C’est le cas, notamment, de Jennifer M., qui réside à Quezon City, au nord de Manille, dans un quartier défavorisé.

Un groupe de policiers a fait irruption durant la nuit dans la résidence familiale en décembre 2016 pour appréhender son père. L’adolescente, qui avait alors 12 ans, s’est accrochée à ses jambes pour éviter que les policiers « ne lui fassent du mal », avant d’être projetée à l’extérieur par un des agents. Des tirs ont résonné presque immédiatement.

Par le cadre de la porte, elle a ensuite vu le cadavre de son père avec un fusil posé près de la main.

« J’étais en colère contre les policiers parce que mon père les suppliait de l’épargner et qu’ils n’ont rien voulu entendre », a relaté à Human Rights Watch la jeune Philippine, qui a abandonné l’école après le drame pour ne pas avoir à subir les quolibets des autres élèves.

Nombre de familles frappées par la campagne antidrogue du gouvernement sont ensuite ostracisées par leur communauté par peur ou par indignation, et ce, que les personnes tuées aient ou non consommé ou trafiqué de la drogue.

La mort violente d’un parent est souvent synonyme par ailleurs de difficultés économiques pour les enfants laissés derrière.

Robert A., qui avait 15 ans lorsque son père a été abattu sous ses yeux en 2016 par quatre hommes masqués circulant à motocyclette à Mandaluyong, s’est retrouvé à la rue avec un frère et une sœur plus jeunes à sa charge.

« Je suis devenu un père pour eux parce que je ne voulais pas les voir souffrir », a relaté le jeune homme, qui a dû abandonner l’école.

Il gagne aujourd’hui, en donnant des cours de hip-hop, un revenu minime lui permettant à peine de nourrir ses proches, qui dorment sur des cartons à l’arrière d’un supermarché.

Contextes nébuleux

Les familles des personnes tuées dans le cadre de la campagne antidrogue obtiennent rarement des explications formelles sur la raison de l’intervention puisque les policiers disposent pratiquement d’une immunité totale.

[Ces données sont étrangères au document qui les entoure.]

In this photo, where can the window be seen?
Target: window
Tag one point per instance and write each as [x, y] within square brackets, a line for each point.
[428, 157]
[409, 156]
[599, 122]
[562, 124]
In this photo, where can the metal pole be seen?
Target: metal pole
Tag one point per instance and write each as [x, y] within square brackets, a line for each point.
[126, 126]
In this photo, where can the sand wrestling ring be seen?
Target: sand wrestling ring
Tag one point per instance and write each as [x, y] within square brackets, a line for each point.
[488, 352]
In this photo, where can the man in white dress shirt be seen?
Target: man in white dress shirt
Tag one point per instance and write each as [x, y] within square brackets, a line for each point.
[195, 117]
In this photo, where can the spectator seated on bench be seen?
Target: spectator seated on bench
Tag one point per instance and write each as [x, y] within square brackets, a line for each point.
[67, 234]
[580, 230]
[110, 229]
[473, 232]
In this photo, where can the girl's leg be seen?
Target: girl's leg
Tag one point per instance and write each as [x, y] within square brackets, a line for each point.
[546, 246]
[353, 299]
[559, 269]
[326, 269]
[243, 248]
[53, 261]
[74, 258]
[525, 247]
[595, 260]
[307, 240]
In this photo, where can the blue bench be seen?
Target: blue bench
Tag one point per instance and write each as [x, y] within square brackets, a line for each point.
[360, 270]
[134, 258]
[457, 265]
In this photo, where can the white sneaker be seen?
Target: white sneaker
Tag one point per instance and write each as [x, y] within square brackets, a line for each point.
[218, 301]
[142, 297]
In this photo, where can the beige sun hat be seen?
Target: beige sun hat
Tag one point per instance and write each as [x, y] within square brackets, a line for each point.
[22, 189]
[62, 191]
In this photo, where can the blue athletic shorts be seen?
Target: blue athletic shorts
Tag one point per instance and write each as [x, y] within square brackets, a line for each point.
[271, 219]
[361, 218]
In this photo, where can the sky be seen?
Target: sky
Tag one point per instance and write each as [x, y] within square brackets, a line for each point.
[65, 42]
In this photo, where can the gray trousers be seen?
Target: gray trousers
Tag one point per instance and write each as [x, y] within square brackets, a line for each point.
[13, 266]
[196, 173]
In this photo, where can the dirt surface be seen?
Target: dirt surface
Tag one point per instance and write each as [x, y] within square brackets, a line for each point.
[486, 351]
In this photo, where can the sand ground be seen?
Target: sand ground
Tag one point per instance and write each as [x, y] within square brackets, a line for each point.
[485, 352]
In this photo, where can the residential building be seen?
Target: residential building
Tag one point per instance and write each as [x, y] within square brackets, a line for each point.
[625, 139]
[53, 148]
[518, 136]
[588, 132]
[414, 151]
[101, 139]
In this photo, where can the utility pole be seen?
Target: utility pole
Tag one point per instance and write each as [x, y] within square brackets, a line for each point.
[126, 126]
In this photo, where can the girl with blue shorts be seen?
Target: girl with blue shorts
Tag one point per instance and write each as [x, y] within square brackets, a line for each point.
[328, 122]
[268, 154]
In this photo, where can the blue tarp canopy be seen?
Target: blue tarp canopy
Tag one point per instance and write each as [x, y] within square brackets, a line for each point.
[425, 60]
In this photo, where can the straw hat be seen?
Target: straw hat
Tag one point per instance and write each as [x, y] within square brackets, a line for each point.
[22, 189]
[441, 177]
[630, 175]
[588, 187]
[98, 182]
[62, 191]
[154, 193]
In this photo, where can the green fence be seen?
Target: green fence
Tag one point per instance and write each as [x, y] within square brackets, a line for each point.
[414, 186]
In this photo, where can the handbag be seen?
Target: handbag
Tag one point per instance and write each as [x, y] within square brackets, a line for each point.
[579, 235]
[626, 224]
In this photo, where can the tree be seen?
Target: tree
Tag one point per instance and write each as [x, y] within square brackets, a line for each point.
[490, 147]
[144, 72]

Seul l’assassinat en 2017 à Manille d’un adolescent de 17 ans a mené à ce jour à une condamnation, grâce notamment aux images captées par des caméras de surveillance. Trois policiers ont écopé de 40 ans de prison pour l’avoir froidement abattu de plusieurs balles à la tête.

Human Rights Watch demande à l’État philippin de mettre un terme à la campagne antidrogue en cours pour faire cesser ces abus et de mettre sur pied un service de soutien pour les familles éprouvées, qui reçoivent, ironiquement, de l’argent pour les frais funéraires, mais guère plus.

PHOTO ELOISA LOPEZ, REUTERS

Photos d'une fillette de 3 ans, Myca Ulpina, tuée en juillet 2019 dans une opération policière contre son père, soupçonné de trafic de drogue

Peu d’entre elles osent officiellement demander de l’aide puisqu’elles estiment que la police et l’État sont responsables de leur situation et craignent de faire les frais de nouvelles attaques, souligne l’organisation.